Tuesday, December 28, 2010

I Want to Run.

I turned 36 years old a couple of weeks ago and wrapped up my first full year as a runner.  And what do I have to show for it?   A knee injury that is healing slower than I run, twenty-two race bibs on my wall, two fewer toenails, and a desire that rivals most crack-addicts to get back out on the trails and run.  But I'm not.  Not yet.  I want to run next year, stronger and faster than I did this year, and before I can do that I've got to get healthy.  And believe me, getting healthy feels like it is killing me.  Every morning when my wife gets up at 5:30 and goes out and runs in the rain and the cold and comes home to tell me how great she feels and how fast and how far her and her running buddies ran I want to kill her.  I want to be cold and wet and sweaty and out-of-breath and sore and stinky.  I WANT TO RUN.
My wife and I took up running last fall for our own very different reasons.  Her to lose weight, she had just given birth to our third child.  And me, well because I've always wanted to run.  I tried a few times in the past, and it just never seemed to click for me.  I always knew that I could run, I just didn't.  As a matter of fact I was always telling my wife that anyone could run, even her, to which she always replied something along the lines of, but nothing quite as civil as, "Go jump in a creek."  I'm confident that the fact that we started running together this time is one of the main reasons we're both still running (or at least trying to run), even if we are becoming totally different runners.
She is a speed demon.  I mean fast, especially for a girl.  I don't mean to sound sexist, but lets face it, the running community in general is to blame for this.  It was not my idea to seperate race results into genders and age groups.  But in the last year she has morphed from the girl who couldn't run one lap around the track without complaining, into one of the top women runners in our little town.  Next year she'll probably run a sub 20 minute 5K and a 3:40 marathon.
Me, on the other hand, I just like to run, and run, and run.  I am a distance oriented runner, the longer the distance, the greater the challenge, the bigger the appeal.  I want to run farther every time I run.  Of course I want to run fast too.  Enter my knee injury.
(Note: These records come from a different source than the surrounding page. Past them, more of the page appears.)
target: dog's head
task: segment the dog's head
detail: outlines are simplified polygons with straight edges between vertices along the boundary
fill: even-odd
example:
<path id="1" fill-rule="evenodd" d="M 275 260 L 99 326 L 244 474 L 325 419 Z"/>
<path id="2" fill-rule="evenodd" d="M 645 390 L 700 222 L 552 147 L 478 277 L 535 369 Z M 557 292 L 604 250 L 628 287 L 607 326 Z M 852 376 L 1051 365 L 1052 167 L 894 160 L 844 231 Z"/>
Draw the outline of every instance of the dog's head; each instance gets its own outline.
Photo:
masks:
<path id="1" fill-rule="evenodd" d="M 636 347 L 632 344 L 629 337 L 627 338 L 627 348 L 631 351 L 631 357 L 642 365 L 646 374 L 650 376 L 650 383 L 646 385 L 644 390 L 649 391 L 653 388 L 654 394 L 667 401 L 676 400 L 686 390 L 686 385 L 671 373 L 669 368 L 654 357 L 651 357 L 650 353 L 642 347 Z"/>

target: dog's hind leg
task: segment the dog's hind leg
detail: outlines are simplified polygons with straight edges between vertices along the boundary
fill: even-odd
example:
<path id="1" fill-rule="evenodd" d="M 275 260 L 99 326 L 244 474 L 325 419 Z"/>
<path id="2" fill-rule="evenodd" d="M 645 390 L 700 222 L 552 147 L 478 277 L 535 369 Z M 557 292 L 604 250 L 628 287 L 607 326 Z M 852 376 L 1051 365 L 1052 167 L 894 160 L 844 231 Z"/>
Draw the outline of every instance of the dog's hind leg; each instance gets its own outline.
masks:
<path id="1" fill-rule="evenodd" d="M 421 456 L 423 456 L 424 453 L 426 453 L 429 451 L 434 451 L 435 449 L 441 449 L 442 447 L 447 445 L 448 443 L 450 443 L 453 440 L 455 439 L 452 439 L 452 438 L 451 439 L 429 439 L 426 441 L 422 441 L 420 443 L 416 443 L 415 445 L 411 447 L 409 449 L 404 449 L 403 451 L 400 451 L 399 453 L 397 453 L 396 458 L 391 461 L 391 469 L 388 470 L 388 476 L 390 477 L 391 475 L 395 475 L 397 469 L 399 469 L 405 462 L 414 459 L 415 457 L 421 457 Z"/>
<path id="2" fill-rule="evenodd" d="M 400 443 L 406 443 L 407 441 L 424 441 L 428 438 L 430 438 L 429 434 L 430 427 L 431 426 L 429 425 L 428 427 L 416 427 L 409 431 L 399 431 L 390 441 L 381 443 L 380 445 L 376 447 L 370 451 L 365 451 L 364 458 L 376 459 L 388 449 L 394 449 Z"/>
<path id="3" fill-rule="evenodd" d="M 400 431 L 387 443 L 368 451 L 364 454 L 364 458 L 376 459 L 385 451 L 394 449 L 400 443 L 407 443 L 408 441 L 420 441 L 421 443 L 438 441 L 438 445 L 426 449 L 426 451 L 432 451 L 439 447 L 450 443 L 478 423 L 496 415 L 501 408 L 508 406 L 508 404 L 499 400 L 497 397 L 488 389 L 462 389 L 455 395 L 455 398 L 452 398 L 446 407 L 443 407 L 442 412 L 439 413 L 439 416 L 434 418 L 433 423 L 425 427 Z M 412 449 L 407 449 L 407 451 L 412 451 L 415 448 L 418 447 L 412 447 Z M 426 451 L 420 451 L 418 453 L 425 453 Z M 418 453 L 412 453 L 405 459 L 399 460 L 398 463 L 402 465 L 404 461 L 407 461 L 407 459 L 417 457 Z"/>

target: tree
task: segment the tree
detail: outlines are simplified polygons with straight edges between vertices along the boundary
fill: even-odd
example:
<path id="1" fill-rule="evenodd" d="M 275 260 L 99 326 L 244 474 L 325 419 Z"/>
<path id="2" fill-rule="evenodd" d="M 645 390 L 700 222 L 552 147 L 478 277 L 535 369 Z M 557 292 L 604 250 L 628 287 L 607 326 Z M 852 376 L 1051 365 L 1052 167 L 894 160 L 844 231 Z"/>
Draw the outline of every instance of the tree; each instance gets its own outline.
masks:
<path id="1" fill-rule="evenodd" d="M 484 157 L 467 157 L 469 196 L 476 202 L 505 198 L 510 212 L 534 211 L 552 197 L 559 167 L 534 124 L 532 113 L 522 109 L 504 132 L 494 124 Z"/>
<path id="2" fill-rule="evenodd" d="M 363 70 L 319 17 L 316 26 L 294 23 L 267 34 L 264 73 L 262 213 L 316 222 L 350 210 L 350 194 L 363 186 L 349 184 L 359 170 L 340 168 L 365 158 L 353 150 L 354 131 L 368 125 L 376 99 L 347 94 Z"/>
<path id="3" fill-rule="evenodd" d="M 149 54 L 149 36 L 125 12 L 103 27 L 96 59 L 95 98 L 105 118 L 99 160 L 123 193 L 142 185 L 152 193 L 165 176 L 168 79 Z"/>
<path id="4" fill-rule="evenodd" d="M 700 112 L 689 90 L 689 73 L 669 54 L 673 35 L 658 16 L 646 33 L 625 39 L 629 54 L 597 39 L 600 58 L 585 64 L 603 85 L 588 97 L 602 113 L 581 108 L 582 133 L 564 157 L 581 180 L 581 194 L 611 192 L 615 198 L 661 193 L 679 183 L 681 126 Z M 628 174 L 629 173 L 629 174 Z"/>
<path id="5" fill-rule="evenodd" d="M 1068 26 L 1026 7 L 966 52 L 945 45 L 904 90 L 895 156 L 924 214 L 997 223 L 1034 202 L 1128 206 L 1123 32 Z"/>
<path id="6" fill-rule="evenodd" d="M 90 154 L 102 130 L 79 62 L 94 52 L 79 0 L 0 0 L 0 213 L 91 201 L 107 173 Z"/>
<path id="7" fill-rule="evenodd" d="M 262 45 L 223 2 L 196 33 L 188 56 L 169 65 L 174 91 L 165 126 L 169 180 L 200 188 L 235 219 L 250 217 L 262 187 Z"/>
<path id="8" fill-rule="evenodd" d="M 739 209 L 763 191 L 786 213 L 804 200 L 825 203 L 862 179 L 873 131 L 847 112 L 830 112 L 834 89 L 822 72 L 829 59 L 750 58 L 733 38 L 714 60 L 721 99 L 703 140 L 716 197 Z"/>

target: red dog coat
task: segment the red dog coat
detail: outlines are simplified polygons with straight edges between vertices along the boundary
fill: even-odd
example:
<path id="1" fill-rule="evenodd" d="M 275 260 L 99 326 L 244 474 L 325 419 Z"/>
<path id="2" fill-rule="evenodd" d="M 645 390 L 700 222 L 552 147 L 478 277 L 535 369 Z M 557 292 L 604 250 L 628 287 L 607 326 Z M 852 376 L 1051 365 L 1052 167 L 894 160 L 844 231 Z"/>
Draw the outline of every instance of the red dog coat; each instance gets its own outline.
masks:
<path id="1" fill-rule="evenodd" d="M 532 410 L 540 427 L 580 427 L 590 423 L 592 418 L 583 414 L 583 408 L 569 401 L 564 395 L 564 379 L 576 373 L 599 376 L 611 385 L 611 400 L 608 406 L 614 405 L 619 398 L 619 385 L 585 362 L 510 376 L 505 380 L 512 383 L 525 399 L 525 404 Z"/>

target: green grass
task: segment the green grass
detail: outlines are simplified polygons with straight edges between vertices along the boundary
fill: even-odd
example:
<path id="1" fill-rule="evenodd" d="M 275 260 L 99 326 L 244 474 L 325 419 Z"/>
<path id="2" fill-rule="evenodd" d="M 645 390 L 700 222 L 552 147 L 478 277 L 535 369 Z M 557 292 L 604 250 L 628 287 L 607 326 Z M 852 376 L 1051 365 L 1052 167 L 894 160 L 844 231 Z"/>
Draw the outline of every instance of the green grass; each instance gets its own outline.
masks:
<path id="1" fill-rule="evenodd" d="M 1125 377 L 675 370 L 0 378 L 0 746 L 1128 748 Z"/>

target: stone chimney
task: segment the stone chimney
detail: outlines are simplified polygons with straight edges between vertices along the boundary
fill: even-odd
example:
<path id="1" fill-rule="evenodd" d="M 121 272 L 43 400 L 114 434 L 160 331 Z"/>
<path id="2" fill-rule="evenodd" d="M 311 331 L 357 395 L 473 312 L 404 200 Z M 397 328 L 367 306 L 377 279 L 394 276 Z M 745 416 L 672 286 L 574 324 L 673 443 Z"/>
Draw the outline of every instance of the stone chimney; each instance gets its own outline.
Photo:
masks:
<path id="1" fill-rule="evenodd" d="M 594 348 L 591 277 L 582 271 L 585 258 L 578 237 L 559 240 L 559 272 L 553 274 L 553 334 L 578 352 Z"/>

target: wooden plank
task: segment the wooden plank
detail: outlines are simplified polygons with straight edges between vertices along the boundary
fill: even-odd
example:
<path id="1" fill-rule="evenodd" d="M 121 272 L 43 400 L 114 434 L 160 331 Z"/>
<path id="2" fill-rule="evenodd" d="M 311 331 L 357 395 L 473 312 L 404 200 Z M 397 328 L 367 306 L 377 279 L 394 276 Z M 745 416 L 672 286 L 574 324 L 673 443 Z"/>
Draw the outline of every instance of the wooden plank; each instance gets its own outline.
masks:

Midsummer, after I'd been running for about six months, I read an article about Scott Jurak in Runner's World, and decided in that instant that it was my Destiny to be an Ultra runner.  So, I signed up for a forty-miler in September.  A forty-miler that ran three loops around a mountain with 2500 ft. of elevation gain every lap.  So I upped my milage from about 25 (comfortable) miles per week to about 45 miles per week over the span of about a month.  I trained like that for about two months, I ran (and finished) my first Ultra, and limped away with this knee injury.
So, I'm taking a month and a half off from running, and planning on starting my new training year on New Years Day.  I'll spend the holidays on the stationary bike, watching old movies and trying not to go crazy.  I've spent this first year as a runner just running, so perhaps a little cross-training will do me good.  My running friends and every article I've ever read about training all say that cross-training is important, but so far it's been hard for me to get on a bike when I could be running.  It somehow feels like cheating.
      Who knows, maybe this injury will help me build some better training habits.  Maybe I'll end up a more rounded athlete.  Maybe I'll try a triathlon next year.  Maybe even an IronMan.  Or maybe I'll go crazy sitting on a couch listening to my wife's running stories and attack the next person who mentions running with this spoonful of cookie dough.